Разумеется, организмы не подозревают об этом «интересе». Даже для нашего, разумного, вида дарвиновская логика не является осознанной, мы не рассуждаем мысленно: «Если я люблю свою дочь, значит, буду в большей степени склонен заботиться о ее жизни и здоровье до репродуктивного возраста, чтобы благодаря моей любви мои гены, которые содержатся и в ее организме, участвовали в игре с ненулевой суммой». В сущности, дарвиновский смысл любви в целом должен заменять такую логику; любовь заставляет нас вести себя так, как будто мы понимаем эту логику; появление любви у неких животных много миллионов лет назад было способом добиться, чтобы недалекие организмы стремились к результату, выигрышному для обеих сторон (выигрышному с точки зрения генов), несмотря на свою неспособность сделать это с помощью осознанной стратегии. В этот момент и были заронены семена симпатии — следствие любви и ключевой ингредиент нравственного воображения.
Затем, порожденная этим биологическим фактором ненулевой суммы, симпатия могла быть использована следующей волной ненулевой суммы, волной, обусловленной культурной, и в особенности, технической эволюцией. По мере того как взаимозависимость, а значит, и социальная структура, разрастались за пределы семьи, а затем — за пределы поселения охотников-собирателей, вождества, государства, распространение симпатии прокладывало путь. Этой симпатии было необязательно содержать то, что способствовало ей поначалу, то есть любовь; незачем любить того, с кем ведешь торговлю, незачем даже считать этого человека равным. Однако нравственного воображения и соображений симпатии должно хватать, чтобы не помещать этих людей в когнитивную категорию врагов; требовалось в каком-то смысле считать их своими, одними из нас.

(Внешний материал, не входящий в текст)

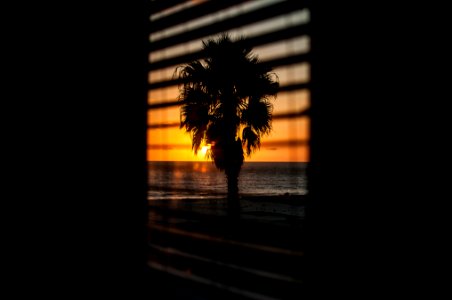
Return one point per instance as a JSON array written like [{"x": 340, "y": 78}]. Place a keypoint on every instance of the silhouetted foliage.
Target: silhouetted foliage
[{"x": 225, "y": 101}]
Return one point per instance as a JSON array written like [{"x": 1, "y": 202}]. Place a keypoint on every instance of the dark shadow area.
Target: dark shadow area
[{"x": 78, "y": 222}]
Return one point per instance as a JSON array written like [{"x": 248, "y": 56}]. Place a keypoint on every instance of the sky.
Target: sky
[{"x": 169, "y": 143}]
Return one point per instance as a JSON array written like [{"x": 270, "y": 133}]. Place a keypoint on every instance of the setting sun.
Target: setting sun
[{"x": 204, "y": 149}]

И как мы видели на примере любви, способствующей истине в семье, это распространение симпатии за пределы семьи также обусловливало прогресс истины. Поскольку на самом деле другие люди действительно одни из нас. К худу или к добру, ими движут такие же чувства, надежды и заблуждения, что и нами. Когда мы причисляем людей к категории врагов, то делаем это, помимо всех прочих причин, из-за преднамеренной слепоты, нежелания замечать общность с ними.
Это поразительно: изобретение любви естественным отбором — для каких-то неизвестных животных, много миллионов лет назад, — стало предварительным условием для нравственного воображения, расширение которого здесь и сейчас помогает направлять мир по верному пути; предварительным условием для нашего понимания истины, от которой зависит спасение планеты — объективной истины восприятия с точки зрения другого человека и нравственной истины, позволяющей придавать значение благополучию другого человека.
Хотя постичь Бога мы способны не более, чем постичь электрон, верующие могут приписывать Богу свойства так, как физики приписывают свойства электрону. Одно из наиболее возможных свойств — любовь. Возможно, в этом свете доводы в пользу Бога подкреплены органической связью любви с истиной, а также тем, что временами эти два свойства почти сливаются воедино. Можно сказать, что истина и любовь — два первичных проявления божественности, к которым мы можем быть причастны, и благодаря причастности к ним мы становимся более истинными проявлениями божественного. А можно и не сказать. Суть в том, что для таких высказываний вовсе незачем быть сумасшедшим.